Sunday, June 7, 2009

A powerful probe for mapping out Fermi surface properties in strongly correlated electron materials

A few years ago Malcolm Kennett and I developed a theoretical formalism that enabled the extraction of information about Fermi surface properties of layered metals from an analysis of the dependence of interlayer magnetoresistance on the direction of the magnetic field. We then contacted Nigel Hussey to get feedback on our paper before we submitted it. It turned out Nigel and his experimental group in Bristol were pursuing similar ideas to extract new information about the temperature and anisotropy (around the intralayer Fermi surface) of the scattering rate in overdoped cuprate superconductors.

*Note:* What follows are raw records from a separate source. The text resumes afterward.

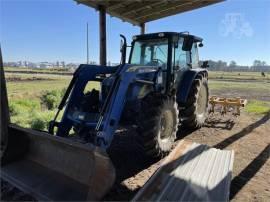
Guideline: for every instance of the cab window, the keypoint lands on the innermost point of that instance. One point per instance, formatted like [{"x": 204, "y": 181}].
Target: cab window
[
  {"x": 152, "y": 52},
  {"x": 180, "y": 57},
  {"x": 194, "y": 56}
]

The figure below, from our Nature Physics paper, shows the dependence of the interlayer resistance on theta, the angle between the field and the normal to the layers of the metal. Solid lines are experimental data for an overdoped cuprate superconductor in a magnetic field of 45 tesla and at temperatures varying from 4 K to 55 K. The dashed line are the results of our
theoretical calculation which includes anisotropy in the scattering rate on the Fermi surface. The sample is overdoped, i.e. the superconducting transition temperature Tc=15K is much less than that of optimally doped material which has a Tc=95 K.The Figure below shows the temperature dependence of the anisotropic component of the scattering rate extracted from the theoretical analysis of the experimental data.I found this particularly interesting because the scattering rate showed there were "hot spots" at the same points on the Fermi surface as the nodes in the superconducting gap. This was exactly what was observed with ARPES in underdoped cuprates. However, our finding conflicted with Andrea Damascelli's groups ARPES results on the same material; they found "cold spots" in the overdoped cuprates. This difference has still not been resolved. But, it does underscore the value of this new magnetoresistance probe because it is a bulk measurement and has much higher "energy resolution" than ARPES.

The paper Malcolm and I wrote describing the theory wrote got some pedantic reviews at Physical Review Letters but was eventually published in Physical Review B.